Describing the attack which left Mr Roberts needing emergency treatment for multiple stab wounds, a broken arm and a punctured lung, Mr Connolly said: “The victim was woken by what he initially thought was someone punching him in the neck area.

“He felt disorientated and couldn’t identify who his attacker was.

“He realised he was being hit with something rather than a hand.”

The court was told that Mr Roberts managed to push his attacker away and opened the bedroom door, enabling him to identify Riley in the light.

He shut him out of the room, but Riley burst back in.

Mr Connolly went on: “This was an unprovoked and completely unwarranted attack and there is no suggestion from any witness for an apparent motive.

“Even the victim said he had absolutely no idea why the defendant attacked him.”

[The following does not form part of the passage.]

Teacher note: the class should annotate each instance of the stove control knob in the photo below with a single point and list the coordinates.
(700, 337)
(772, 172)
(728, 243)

Jurors heard that Mr Roberts managed to wake another flatmate and said “I think Dave Riley has done his nut” and “nutty Dave has stabbed me”.

"Deficiency of reason"

Riley was arrested later the same day in a branch of William Hill in Woking.

He went on to tell a doctor he had “flipped” and, although he had been suffering from depression, was not taking any medication.

“He said he had felt like hanging himself. He said the only reason he could have flipped was because he had a few drinks of Stella lager,” said Mr Connolly.

Riley has since been subject to a series of psychiatric assessments.

The prosecutor said: “At the time of the stabbing the defendant was suffering from such a deficiency of reason because of a disease of the mind that he did not know the nature or quality of the act he was doing.

“He wouldn’t be capable of forming the necessary intent for attempted murder.”

Riley had denied attempted murder and the jury formally found him not guilty of the charge by reason of insanity.

Judge Forrester said: “You have heard all that has happened. I shall have to decide what course to take when we next meet on February 5.”

Riley thanked both the judge and the jury before being escorted from the dock.